What are the simply-connected non-compact irreducible symmetric spaces? 
Would someone be able to list (or provide a reference to) the simply-connected non-compact irreducible symmetric spaces of rank $\ge 1$(as quotients of Lie groups $G/H$)? 

Any help would be appreciated!
 A: The reference from which I learned the lists of $G/K$'s of various sorts is S. Helgason's book "Differential Geometry and Symmetric Spaces".
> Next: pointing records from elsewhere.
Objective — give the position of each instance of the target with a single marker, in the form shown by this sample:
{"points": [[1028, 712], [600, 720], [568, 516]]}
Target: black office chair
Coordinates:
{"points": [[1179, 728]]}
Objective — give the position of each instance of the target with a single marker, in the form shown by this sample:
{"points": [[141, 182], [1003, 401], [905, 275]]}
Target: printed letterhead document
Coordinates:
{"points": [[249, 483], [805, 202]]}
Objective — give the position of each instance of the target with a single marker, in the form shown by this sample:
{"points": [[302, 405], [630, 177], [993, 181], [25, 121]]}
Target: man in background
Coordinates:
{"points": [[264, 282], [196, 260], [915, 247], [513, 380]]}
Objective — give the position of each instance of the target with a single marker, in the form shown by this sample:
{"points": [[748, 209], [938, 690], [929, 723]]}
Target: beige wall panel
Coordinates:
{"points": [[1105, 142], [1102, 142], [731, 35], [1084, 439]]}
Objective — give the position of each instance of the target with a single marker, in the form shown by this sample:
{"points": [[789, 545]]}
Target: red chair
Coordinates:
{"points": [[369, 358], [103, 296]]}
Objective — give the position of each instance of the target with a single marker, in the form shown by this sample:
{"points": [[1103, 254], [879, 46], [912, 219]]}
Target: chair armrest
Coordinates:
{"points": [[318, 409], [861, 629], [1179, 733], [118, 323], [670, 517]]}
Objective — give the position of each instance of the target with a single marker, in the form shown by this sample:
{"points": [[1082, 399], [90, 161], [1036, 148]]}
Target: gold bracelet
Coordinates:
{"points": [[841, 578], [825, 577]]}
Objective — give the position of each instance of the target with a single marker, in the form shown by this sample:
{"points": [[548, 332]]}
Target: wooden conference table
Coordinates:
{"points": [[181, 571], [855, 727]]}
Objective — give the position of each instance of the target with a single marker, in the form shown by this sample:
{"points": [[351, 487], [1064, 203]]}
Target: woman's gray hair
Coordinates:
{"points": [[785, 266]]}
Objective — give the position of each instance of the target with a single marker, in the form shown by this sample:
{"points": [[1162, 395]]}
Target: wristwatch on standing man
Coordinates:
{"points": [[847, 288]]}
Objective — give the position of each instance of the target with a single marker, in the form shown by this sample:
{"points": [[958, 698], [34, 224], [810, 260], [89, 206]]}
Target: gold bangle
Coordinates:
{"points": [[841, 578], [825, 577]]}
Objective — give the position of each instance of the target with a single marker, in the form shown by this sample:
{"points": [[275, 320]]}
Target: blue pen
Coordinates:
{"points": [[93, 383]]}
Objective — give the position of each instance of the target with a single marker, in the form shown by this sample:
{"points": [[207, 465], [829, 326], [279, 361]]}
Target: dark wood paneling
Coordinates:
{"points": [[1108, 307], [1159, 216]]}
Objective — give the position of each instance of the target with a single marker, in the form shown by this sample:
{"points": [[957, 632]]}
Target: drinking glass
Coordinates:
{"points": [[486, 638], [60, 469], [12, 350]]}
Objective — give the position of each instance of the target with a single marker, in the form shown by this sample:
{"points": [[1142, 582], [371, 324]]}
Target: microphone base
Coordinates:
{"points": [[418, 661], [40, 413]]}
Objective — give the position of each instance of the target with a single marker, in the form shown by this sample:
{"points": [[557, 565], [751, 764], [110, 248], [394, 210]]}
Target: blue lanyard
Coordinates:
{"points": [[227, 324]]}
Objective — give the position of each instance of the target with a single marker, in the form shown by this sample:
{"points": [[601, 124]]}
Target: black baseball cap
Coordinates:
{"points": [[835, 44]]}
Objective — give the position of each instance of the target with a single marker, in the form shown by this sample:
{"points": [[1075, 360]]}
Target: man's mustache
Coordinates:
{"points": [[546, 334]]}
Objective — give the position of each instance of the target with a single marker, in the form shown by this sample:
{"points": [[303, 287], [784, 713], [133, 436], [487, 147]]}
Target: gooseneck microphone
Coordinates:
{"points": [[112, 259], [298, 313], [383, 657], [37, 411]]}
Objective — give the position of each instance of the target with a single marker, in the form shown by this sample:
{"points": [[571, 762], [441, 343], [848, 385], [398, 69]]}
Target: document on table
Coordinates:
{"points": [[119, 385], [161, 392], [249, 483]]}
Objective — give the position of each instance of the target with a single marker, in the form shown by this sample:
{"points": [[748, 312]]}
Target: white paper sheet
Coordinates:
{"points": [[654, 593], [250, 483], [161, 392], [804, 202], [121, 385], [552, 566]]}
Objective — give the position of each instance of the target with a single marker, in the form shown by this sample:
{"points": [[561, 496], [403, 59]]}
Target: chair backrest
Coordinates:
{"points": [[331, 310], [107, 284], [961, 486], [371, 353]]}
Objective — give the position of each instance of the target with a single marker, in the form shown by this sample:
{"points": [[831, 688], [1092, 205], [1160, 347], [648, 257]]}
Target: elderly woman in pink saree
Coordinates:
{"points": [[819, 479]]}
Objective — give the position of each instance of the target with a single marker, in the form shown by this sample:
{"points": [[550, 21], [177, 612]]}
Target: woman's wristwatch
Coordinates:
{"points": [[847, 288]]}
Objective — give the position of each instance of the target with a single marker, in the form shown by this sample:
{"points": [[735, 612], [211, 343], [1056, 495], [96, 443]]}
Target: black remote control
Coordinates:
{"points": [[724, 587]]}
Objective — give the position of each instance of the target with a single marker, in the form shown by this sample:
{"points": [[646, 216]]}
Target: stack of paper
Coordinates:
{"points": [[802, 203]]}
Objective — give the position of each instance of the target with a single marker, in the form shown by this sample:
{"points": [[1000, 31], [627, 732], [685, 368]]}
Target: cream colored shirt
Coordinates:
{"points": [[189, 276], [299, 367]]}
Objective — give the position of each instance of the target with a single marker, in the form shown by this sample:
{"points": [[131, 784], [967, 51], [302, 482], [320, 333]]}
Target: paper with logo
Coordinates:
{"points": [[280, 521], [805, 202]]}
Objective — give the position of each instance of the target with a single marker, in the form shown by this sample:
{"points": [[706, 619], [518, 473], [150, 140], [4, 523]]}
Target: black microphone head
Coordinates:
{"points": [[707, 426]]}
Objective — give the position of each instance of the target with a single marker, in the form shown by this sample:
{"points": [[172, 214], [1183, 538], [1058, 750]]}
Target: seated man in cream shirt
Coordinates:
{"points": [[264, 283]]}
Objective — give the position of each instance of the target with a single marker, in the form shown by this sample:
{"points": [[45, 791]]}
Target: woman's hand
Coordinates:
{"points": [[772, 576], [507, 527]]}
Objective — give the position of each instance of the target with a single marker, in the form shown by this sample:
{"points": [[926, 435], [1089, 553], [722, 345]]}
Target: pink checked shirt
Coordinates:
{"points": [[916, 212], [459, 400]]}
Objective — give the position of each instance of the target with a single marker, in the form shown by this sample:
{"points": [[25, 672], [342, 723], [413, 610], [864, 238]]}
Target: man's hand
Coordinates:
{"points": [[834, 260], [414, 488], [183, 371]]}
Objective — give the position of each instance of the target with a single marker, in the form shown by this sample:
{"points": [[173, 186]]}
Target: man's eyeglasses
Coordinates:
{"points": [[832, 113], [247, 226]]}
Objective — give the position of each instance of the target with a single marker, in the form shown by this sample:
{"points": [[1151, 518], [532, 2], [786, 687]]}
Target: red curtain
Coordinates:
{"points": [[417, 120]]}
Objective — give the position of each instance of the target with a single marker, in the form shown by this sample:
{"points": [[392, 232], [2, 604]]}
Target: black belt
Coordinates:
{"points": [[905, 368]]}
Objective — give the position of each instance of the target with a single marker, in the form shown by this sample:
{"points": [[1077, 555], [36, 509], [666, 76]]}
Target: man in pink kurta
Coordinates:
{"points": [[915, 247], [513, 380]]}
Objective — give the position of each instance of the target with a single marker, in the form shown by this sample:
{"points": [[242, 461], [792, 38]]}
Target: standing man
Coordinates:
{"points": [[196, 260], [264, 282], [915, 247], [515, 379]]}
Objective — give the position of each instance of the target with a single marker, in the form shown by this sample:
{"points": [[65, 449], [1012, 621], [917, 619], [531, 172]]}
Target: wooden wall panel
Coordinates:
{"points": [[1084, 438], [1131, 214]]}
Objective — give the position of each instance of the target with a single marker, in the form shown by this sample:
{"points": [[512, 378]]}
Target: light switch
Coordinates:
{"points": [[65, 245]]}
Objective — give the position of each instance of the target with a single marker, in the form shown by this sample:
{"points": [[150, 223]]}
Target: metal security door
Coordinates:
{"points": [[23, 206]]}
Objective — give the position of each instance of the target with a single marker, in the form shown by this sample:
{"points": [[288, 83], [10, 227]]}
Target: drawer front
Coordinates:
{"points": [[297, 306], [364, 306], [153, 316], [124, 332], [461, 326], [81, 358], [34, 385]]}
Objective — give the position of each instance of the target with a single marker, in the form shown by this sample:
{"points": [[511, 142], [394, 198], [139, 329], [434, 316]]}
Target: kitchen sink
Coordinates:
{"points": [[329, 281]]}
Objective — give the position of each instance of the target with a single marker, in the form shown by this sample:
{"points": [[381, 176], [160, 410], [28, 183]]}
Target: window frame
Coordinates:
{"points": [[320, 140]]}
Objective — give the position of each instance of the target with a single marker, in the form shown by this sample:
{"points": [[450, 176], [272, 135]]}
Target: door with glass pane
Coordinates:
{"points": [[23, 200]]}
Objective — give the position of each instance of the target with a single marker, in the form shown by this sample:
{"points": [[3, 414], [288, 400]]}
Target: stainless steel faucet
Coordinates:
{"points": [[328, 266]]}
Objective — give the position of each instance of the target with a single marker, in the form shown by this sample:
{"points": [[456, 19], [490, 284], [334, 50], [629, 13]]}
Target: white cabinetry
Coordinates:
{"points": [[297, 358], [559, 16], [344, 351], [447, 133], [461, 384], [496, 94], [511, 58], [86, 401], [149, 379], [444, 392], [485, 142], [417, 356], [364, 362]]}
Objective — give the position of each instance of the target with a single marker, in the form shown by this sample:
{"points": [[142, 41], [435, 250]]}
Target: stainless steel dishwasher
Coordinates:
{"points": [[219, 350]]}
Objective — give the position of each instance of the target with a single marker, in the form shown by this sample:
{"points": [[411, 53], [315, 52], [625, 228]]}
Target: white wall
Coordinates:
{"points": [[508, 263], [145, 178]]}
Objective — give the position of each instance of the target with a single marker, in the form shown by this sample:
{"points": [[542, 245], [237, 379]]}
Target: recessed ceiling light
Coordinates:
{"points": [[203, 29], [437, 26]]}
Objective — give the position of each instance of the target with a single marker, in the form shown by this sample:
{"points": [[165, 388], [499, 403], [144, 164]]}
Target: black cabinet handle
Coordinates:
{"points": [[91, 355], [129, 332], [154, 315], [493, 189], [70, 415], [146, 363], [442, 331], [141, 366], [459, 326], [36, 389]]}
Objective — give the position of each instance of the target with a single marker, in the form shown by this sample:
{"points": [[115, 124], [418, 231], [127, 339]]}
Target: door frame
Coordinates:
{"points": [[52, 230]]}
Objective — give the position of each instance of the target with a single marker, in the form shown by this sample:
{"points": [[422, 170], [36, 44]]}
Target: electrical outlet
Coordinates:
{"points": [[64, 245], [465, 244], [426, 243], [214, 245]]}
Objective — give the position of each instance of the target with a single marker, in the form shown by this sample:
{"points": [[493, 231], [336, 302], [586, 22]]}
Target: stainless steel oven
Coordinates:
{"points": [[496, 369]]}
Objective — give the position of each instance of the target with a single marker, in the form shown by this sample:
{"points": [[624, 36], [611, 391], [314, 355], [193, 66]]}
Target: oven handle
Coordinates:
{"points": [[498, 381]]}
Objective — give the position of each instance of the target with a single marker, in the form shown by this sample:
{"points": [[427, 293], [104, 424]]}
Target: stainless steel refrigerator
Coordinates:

(For my own mathematical purposes, explicit details about at least the "classical groups and domains" is very useful, so I do keep these things in my head.) Possibly dropping overt reference to the anomalous isogenies and edge cases and quibbles about notational conventions...
Type A: $SL_n(\mathbb R)/SO(n,\mathbb R)$, $SL_n(\mathbb C)/SU(n)$, $SL_n(\mathbb H)/Sp^*(n)$, $U(p,q)/U(p)\times U(q)$
Types B,D: $O(p,q,\mathbb R)/O(p)\times O(q)$, $O(n,\mathbb C)/SO(n,\mathbb R)$, $O^*_{2n}/U(n)$.
Type C: $Sp_n(\mathbb C)/Sp^*n$, $Sp_n(\mathbb R)/U(n)$, $Sp^*_{p,q}/Sp^*_p\times Sp^*_q$.
The not-well-known cases are: $Sp^*_{p,q}$ is (modeled by) the group of quaternion matrices preserving a quaternion hermitian form. Provably, these have signatures, much as Sylvester's inertia theorem for quadratic forms. And $O^*_{2n}$ is quaternion matrices preserving a skew-hermitian form.
Note that in all cases the three $\mathbb R$-algebras $\mathbb R, \mathbb C, \mathbb H$ play roles. In fact, a completely parallel thing happens for classical groups over $p$-adic fields and in other cases, as in A. Weil's "Algebras with involutions and classical groups", Indian (not Indiana) J. Math. 1960.